Of course, $2 won't buy you much, whether it's in bitcoin or baht or bucks, which is why I headed to Valley Fair. I figured I could buy some more at the ATM, maybe meet up with some other bitcoin zealots, and then go shopping.
That mission was something of a bust. For one thing, the ATM was hard to find, tucked into an out-of-the-way corner on a side hallway on the second floor. If you didn't know it was there -- or didn't use the elevator right next to it -- you'd probably never notice it.
For another, few people paid it much attention. A clerk at the T-Mobile store across the hall assured me that he saw people go to the bitcoin ATM every day. But after hanging out near it for close to an hour over the course of two days, I didn't see anybody use it. The smattering of people who approached it mostly seemed to just be passing the time while waiting for the elevator.
After checking out the ATM myself, I understand why it's not more popular, even among bitcoin afficionados. The exchange rates were extortionary! I would have had to pay more than $416 per bitcoin, which at that point was $50 more than the going rate in the online marketplace.

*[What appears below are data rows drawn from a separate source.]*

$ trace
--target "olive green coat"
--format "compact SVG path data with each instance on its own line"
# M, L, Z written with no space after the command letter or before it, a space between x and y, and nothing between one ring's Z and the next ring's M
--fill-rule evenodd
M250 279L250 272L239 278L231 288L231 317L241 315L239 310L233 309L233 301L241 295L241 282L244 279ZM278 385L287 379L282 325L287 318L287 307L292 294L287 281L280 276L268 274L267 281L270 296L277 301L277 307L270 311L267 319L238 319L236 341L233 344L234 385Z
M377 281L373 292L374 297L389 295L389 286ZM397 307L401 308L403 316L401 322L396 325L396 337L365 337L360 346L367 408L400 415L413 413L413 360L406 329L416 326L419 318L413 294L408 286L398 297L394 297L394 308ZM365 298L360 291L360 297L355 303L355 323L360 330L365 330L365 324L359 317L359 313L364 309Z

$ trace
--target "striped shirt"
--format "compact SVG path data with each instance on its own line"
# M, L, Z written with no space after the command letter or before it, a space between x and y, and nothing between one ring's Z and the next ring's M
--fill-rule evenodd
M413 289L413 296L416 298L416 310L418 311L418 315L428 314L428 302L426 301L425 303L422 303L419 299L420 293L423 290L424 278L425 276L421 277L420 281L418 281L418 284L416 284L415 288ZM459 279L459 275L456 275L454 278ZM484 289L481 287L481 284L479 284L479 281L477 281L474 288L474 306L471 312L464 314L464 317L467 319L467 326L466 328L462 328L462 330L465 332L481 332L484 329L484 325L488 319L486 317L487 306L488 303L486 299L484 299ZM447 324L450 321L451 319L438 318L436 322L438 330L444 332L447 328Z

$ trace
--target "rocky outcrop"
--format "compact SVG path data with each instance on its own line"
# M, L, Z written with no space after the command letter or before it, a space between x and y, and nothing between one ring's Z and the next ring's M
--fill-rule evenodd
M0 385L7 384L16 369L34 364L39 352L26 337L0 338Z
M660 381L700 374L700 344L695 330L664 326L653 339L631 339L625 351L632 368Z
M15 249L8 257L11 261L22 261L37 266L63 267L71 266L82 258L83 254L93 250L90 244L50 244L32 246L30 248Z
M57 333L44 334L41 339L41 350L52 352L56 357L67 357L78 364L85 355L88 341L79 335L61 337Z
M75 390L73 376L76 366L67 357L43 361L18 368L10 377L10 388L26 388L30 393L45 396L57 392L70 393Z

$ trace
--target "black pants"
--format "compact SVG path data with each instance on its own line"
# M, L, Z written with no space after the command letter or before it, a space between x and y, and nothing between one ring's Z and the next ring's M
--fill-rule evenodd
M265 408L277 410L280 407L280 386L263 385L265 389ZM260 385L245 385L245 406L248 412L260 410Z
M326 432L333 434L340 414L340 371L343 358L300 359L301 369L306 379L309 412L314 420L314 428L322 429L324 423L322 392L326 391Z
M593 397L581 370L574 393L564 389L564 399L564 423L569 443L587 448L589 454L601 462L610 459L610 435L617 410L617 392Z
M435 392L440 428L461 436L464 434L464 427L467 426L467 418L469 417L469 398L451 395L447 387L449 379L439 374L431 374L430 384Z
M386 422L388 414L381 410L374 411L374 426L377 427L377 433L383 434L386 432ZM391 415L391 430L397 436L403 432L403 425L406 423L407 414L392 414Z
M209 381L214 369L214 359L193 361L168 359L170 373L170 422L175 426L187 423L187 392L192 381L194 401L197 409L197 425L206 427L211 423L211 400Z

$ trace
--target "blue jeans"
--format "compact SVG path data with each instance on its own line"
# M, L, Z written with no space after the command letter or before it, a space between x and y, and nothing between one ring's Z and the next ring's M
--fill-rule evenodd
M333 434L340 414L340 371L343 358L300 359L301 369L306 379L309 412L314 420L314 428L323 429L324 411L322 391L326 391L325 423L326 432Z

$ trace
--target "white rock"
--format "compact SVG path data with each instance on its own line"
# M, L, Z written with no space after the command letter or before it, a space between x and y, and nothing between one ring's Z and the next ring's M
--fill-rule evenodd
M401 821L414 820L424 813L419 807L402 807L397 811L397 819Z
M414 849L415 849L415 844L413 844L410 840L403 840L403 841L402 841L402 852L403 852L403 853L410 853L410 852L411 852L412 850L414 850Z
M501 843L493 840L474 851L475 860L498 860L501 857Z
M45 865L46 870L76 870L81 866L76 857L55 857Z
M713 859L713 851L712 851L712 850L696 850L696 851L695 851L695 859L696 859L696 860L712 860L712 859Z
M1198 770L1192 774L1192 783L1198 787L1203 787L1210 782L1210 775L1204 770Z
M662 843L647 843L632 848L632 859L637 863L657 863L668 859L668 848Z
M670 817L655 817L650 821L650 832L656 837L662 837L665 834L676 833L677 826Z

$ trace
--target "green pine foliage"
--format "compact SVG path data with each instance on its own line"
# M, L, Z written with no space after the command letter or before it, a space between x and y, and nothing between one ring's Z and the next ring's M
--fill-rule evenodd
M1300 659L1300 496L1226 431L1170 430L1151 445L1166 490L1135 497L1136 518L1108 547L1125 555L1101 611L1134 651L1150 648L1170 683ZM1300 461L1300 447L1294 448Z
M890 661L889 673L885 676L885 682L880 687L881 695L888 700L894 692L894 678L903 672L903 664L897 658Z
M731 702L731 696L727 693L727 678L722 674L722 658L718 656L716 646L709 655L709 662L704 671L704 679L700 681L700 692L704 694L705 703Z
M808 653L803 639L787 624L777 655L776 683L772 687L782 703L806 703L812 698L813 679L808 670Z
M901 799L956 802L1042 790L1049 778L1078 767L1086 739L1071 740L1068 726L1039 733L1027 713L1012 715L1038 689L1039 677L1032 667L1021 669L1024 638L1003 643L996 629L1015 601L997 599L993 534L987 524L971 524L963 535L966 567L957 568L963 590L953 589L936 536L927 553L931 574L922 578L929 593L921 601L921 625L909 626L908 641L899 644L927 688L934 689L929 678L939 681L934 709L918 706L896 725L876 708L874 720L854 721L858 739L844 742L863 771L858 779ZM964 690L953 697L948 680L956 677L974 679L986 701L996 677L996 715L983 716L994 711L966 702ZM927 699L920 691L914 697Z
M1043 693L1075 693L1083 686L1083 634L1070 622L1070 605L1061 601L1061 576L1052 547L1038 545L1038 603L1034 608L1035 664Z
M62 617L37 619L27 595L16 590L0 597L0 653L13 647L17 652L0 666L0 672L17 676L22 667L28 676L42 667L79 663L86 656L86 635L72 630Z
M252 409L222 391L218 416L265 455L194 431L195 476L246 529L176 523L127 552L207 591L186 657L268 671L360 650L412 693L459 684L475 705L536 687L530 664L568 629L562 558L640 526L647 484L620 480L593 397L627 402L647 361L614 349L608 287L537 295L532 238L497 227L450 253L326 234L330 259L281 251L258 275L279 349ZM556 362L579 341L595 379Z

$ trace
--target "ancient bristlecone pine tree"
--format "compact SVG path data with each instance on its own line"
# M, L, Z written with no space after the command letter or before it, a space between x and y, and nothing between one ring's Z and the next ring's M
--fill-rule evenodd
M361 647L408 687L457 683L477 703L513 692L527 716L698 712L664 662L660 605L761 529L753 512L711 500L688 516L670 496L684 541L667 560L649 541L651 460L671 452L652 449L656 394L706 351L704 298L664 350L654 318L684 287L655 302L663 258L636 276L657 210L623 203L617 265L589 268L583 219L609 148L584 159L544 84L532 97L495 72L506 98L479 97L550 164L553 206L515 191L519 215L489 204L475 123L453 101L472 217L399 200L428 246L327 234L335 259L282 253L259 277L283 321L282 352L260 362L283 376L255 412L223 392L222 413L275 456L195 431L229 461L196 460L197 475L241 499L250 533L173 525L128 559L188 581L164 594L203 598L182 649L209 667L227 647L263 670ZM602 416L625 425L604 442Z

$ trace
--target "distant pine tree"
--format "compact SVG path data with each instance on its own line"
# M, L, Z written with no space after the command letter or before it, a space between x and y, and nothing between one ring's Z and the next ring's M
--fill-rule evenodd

Not willing to pay that kind of premium, I considered purchasing some Buy Bitcoin Here cybercurrency through an online marketplace. But to buy bitcoins from the marketplace app I downloaded, I'd need to link my bank account to it, and remove the extra security protection I have in place when logging into that account. As excited as I was about bitcoin, that made me a bit queasy.
So before I took that step, I wanted to see what my bitcoin could buy. So I started wandering the mall.
Before my fellow bitcoin backers start slamming me, I know that mainstream online merchants like Dell and Overstock.com take bitcoin. And at vendors like Gyft, you can buy dollar-denominated gift cards with bitcoin that you can use at a local retailer.
But I couldn't figure out why I'd want to spend dollars to buy bitcoin to then buy a gift card valued in dollars -- and pay exchange fees in the process -- when I could just use a credit card or, heck, old-school cash. And I was determined to see how this virtual monetary revolution was functioning in the real world.
Well, let's just say I had a much easier time finding an Internet cafe in Paris in 1996 than I did finding a vendor who accepted bitcoin at Valley Fair mall during the holidays in 2015. I had a hard time finding anyone who knew what bitcoin was or had even heard of it.
If there was anyone in the mall who was going to accept bitcoin, it was going to be Mykola Mykhailian, who owns a T-shirt shop named Custom Teez that operates a kiosk in the middle of the mall. Mykhailian is 28. He's an entrepreneur. And he's a bitcoin backer.
Mykhailian owns some 80 bitcoins, worth about $35,000, which he keeps mostly as an investment. But he's used the currency to buy spa treatments in Las Vegas for himself and his girlfriend. So he knows it has real-world value.
But not even Mykhailan, a bitcoin proponent, accepts it. He said he thought about taking the currency a few months ago, but Buy Bitcoin decided against it because it was just too volatile. Just this year, the currency's valuation has fluctuated from around $330 per bitcoin down to about $177 and then back up to more than $460 now.
"It's probably not a good time to accept it," Mykhailian said. "I'm going to wait it out."
I think that means I'm going to have to wait, too. Bitcoin may end up being as revolutionary as backers believe. But even in Silicon Valley, the evidence for that can be hard to find.